Description Jiri Stransky 2019-09-18 13:22:18 UTC

This is to track an issue mentioned at https://bugzilla.redhat.com/show_bug.cgi?id=1743326#c6 . Most likely we need some way to ensure that we're transferring data from the node which has the latest version, or force a particular node to shutdown last?
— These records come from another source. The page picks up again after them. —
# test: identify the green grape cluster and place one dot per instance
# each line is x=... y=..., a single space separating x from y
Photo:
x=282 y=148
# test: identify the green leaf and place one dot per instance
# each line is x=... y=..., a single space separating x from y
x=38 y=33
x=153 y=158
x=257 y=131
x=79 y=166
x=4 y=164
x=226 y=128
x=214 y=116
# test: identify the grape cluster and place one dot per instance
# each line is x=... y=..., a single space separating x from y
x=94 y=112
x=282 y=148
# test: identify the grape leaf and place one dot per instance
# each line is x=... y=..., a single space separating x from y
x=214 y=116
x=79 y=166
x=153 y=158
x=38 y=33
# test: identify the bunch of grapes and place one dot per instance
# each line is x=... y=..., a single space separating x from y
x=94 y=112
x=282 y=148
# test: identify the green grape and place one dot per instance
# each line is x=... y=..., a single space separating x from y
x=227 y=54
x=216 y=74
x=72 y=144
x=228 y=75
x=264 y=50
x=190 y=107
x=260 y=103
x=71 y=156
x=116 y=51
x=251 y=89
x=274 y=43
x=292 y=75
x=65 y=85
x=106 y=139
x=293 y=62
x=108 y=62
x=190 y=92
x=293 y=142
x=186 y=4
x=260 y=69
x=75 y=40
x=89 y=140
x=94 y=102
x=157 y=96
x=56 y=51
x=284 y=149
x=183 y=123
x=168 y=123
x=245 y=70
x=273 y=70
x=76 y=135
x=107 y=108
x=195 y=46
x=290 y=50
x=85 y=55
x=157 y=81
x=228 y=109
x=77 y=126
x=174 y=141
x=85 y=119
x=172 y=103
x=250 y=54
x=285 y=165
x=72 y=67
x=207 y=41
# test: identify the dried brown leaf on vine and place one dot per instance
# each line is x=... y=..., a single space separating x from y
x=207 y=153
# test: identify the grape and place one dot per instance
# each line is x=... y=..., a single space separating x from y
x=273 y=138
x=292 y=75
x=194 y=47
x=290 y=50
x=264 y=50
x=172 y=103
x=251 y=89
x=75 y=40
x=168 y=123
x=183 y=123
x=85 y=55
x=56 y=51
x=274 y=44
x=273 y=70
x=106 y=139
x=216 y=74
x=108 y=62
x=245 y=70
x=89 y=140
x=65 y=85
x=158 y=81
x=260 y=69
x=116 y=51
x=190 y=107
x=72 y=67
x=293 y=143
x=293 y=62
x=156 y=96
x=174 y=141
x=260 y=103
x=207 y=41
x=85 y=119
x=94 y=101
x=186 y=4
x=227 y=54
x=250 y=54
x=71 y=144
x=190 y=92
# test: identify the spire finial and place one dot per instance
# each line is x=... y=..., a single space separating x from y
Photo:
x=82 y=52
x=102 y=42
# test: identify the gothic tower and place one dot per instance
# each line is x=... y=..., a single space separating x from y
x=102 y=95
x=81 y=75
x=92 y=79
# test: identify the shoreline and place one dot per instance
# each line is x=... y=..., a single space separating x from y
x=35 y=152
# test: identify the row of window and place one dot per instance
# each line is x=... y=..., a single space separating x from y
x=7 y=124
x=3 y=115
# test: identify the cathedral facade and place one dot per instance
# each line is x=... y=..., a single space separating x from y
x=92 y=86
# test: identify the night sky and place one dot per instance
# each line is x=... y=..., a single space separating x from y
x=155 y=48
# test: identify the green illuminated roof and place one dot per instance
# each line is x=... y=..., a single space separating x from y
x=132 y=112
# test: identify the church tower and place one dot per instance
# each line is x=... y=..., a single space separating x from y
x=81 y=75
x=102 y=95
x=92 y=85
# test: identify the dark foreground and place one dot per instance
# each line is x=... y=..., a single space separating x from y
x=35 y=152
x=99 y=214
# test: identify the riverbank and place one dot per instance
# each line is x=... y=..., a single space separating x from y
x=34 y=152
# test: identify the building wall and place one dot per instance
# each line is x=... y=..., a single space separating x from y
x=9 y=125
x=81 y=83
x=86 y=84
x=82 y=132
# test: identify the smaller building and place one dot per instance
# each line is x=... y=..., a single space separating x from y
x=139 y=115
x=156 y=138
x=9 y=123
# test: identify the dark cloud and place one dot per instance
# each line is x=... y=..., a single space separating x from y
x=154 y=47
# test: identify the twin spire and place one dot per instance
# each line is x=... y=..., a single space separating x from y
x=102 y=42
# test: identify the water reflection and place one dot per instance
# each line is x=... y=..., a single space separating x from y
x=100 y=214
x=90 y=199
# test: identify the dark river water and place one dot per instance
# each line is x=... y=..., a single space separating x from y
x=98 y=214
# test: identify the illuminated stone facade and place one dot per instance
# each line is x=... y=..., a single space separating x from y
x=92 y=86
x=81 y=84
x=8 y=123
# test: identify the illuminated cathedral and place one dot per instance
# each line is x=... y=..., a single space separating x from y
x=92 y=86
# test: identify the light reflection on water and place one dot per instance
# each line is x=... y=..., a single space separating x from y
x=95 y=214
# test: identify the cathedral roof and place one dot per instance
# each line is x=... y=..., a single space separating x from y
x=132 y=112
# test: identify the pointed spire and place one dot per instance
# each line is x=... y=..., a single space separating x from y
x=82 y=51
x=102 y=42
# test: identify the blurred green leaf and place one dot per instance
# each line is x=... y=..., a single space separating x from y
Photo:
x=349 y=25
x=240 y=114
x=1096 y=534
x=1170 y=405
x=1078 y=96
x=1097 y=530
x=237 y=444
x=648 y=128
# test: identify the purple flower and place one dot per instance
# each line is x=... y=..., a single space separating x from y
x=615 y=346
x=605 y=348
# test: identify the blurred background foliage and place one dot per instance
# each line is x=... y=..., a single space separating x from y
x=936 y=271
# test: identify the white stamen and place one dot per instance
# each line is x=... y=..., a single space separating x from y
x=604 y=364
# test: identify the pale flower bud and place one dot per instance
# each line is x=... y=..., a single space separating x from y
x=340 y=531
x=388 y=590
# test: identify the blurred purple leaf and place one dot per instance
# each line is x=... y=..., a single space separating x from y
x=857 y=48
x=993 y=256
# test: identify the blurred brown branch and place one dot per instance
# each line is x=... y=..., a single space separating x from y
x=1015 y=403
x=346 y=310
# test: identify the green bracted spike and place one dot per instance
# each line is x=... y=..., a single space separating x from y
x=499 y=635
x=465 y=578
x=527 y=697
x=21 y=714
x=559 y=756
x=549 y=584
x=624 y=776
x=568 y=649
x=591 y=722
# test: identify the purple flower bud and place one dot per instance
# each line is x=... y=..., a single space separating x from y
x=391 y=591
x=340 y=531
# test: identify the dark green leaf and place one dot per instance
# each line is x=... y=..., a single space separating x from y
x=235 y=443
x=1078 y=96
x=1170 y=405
I'll quote Damien's description:

> 2. Joining nodes refuse to synchronize against the cluster because they
> think they have more recent data.
> 
> 
> Later on, controller-1 is added in the cluster:
> 
> srp 23 09:37:07 controller-0 pacemaker-controld[57750]: notice: Node
> controller-1 state is now member
> 
> And the galera resource is stopped entirely, for a reason that is not
> relevant here.
> 
> srp 23 09:41:23 controller-0 pacemaker-schedulerd[57749]: warning:
> Processing failed monitor of galera:0 on galera-bundle-0: unknown error
> srp 23 09:41:23 controller-0 pacemaker-schedulerd[57749]: notice:  * Stop   
> galera-bundle-podman-0               (                    controller-0 )  
> due to node availability
> srp 23 09:41:23 controller-0 pacemaker-schedulerd[57749]: notice:  * Stop   
> galera-bundle-0                      (                    controller-0 )  
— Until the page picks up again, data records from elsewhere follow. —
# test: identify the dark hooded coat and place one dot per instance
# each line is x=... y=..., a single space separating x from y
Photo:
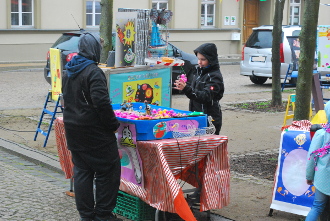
x=206 y=85
x=88 y=116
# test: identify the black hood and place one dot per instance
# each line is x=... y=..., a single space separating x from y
x=210 y=52
x=90 y=46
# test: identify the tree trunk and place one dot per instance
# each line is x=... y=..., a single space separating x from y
x=306 y=59
x=106 y=27
x=276 y=63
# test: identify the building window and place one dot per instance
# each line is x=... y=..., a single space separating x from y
x=295 y=8
x=160 y=4
x=208 y=13
x=93 y=13
x=22 y=13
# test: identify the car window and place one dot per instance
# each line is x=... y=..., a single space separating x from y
x=260 y=39
x=296 y=33
x=67 y=43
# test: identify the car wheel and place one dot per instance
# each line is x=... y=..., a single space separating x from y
x=293 y=80
x=258 y=80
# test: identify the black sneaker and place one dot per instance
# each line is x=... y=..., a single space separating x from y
x=112 y=217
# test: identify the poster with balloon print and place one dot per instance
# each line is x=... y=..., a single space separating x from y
x=291 y=192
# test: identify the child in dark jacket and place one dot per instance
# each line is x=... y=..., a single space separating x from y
x=206 y=88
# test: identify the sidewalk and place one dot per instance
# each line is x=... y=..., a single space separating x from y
x=248 y=133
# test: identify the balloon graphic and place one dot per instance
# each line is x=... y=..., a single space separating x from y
x=294 y=172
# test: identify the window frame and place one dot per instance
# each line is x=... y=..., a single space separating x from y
x=93 y=13
x=20 y=15
x=292 y=6
x=158 y=2
x=206 y=15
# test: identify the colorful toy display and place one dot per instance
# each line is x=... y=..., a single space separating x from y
x=146 y=113
x=151 y=122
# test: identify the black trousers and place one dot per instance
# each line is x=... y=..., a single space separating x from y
x=103 y=166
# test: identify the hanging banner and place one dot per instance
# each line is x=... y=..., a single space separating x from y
x=55 y=72
x=291 y=192
x=152 y=86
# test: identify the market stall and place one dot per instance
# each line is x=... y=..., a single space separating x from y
x=164 y=160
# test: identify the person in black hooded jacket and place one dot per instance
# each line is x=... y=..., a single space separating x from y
x=205 y=85
x=90 y=125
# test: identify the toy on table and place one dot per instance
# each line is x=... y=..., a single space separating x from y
x=183 y=78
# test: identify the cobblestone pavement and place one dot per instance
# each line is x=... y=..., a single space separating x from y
x=32 y=192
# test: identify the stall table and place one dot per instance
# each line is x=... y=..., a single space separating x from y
x=165 y=161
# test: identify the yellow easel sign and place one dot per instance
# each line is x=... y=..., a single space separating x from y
x=55 y=72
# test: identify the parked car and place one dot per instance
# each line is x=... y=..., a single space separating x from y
x=256 y=60
x=68 y=44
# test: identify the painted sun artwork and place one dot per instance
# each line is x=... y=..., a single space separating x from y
x=126 y=36
x=129 y=33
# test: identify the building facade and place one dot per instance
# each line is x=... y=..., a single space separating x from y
x=28 y=28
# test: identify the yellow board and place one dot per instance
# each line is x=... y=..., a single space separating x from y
x=320 y=117
x=55 y=72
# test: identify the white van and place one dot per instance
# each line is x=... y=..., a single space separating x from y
x=257 y=53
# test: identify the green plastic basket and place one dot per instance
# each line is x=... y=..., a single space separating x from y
x=133 y=208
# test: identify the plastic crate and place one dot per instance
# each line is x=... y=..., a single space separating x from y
x=133 y=208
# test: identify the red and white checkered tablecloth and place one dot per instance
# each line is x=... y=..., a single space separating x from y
x=166 y=160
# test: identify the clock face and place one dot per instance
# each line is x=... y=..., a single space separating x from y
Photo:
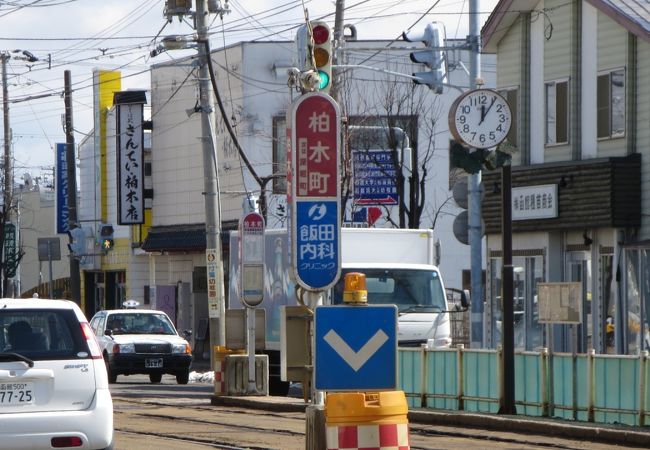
x=480 y=118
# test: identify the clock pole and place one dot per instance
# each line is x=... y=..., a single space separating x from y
x=475 y=231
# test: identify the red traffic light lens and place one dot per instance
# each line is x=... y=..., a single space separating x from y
x=321 y=34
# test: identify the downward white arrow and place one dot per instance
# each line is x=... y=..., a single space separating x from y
x=356 y=359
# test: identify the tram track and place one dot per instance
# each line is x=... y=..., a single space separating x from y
x=237 y=423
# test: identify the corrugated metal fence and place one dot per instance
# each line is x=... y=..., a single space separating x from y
x=583 y=387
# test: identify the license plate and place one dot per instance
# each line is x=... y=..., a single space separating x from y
x=153 y=363
x=16 y=394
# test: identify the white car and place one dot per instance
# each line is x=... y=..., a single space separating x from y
x=141 y=341
x=54 y=390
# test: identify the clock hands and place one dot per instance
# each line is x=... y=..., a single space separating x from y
x=485 y=111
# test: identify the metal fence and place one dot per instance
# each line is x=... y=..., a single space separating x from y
x=582 y=387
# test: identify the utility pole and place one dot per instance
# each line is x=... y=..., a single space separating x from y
x=6 y=205
x=75 y=277
x=474 y=193
x=217 y=313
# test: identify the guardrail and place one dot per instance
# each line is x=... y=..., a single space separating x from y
x=582 y=387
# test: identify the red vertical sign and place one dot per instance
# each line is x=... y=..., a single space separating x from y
x=316 y=147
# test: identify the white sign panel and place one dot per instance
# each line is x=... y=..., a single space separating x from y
x=130 y=164
x=251 y=241
x=560 y=302
x=534 y=202
x=212 y=266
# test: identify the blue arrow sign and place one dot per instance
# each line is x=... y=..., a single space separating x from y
x=356 y=347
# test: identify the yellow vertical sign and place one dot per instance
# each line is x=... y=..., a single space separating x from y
x=213 y=300
x=105 y=84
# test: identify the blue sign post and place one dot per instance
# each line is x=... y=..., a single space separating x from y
x=375 y=178
x=356 y=348
x=317 y=243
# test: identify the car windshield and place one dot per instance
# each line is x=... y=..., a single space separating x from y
x=411 y=290
x=139 y=323
x=41 y=334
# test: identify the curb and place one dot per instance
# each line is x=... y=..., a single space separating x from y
x=614 y=434
x=604 y=433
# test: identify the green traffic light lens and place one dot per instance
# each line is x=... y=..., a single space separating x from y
x=324 y=80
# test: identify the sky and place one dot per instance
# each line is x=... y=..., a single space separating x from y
x=81 y=35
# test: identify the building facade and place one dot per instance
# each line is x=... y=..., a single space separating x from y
x=576 y=74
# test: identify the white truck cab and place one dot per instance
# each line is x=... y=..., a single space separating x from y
x=399 y=269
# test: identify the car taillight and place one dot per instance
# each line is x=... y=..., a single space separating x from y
x=66 y=441
x=93 y=346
> due to node availability
> srp 23 09:41:23 controller-0 pacemaker-schedulerd[57749]: notice:  * Stop   
> galera:0                             (          Master galera-bundle-0 )  
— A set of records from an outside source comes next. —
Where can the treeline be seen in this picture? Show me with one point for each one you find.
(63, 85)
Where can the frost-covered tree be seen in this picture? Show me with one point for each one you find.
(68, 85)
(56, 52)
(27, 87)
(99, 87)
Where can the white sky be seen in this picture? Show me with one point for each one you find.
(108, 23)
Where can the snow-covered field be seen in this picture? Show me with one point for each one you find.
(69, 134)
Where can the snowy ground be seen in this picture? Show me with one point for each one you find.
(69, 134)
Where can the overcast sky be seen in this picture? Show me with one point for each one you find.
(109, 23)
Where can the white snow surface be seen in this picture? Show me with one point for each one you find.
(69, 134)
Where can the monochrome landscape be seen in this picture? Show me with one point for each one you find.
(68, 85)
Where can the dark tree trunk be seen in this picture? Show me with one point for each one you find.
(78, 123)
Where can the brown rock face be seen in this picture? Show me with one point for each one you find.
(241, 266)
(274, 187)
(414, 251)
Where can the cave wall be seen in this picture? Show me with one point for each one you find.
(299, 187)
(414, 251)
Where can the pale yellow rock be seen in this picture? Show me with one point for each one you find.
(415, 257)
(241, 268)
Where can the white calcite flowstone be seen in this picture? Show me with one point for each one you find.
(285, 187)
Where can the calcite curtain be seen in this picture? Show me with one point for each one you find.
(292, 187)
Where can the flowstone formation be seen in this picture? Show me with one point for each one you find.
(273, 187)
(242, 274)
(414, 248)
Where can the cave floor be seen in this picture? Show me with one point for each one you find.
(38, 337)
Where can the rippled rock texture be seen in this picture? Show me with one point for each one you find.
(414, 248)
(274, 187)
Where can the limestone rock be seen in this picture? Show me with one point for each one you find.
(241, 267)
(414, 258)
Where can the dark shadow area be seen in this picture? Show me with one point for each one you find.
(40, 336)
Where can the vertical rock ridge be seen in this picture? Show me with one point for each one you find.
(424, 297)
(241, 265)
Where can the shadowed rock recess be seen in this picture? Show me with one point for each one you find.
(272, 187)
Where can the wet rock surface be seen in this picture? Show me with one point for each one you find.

> due to node availability
> 
> (Note: the "Processing failed monitor" warning comes from the previous
> error, so it's harmless)
> 
> Eventually, pacemaker bootstraps a new cluster, and chooses controller-0 as
> a the bootstrap node:
> 
> srp 23 09:41:53 controller-0 galera(galera)[394705]: INFO: Galera started
> srp 23 09:41:53 controller-0 pacemaker-controld[57750]: notice: Result of
> promote operation for galera on galera-bundle-0: 0 (ok)
> 
> And tells controler-1 to rejoin the galera cluster. But when galera is start
> on controller-1, it refuses to rejoin and stops in error, because it thinks
> it has more recent data than controller-0.
> 
> 2019-08-23  9:42:54 0 [ERROR] WSREP:
> gcs/src/gcs_group.cpp:group_post_state_exchange():321: Reversing history:
> 631252 -> 543483, this member has applied 87769 more events than the primary
> component.Data loss is possible. Aborting.
> 
> controller-0 refuses to stay in primary galera component as a reaction, so
> pacemaker has to restart it as well.
> 
> 2019-08-23  9:42:59 0 [Note] WSREP: evs::proto(5ab6d537, OPERATIONAL,
> view_id(REG,5ab6d537,2)) suspected node without join message, declaring
> inactive
> 2019-08-23  9:43:00 0 [Note] WSREP: view(view_id(NON_PRIM,5ab6d537,2) memb {
> 
> At this step, galera is unmanaged on controller-1, so pacemaker won't be
> able to bootstrap the cluster anymore, so the DB resource will be
> unavailable to OpenStack.
> 
> That's the first time I see a node refusing to rejoin an existing cluster,
> could this indicate that the DB save/restore step in the upgrade wasn't run
> on the node with the most recent data?

Comment 5 Luca Miccini 2020-01-14 10:48:46 UTC

we are unable to reproduce this issue. closing for now.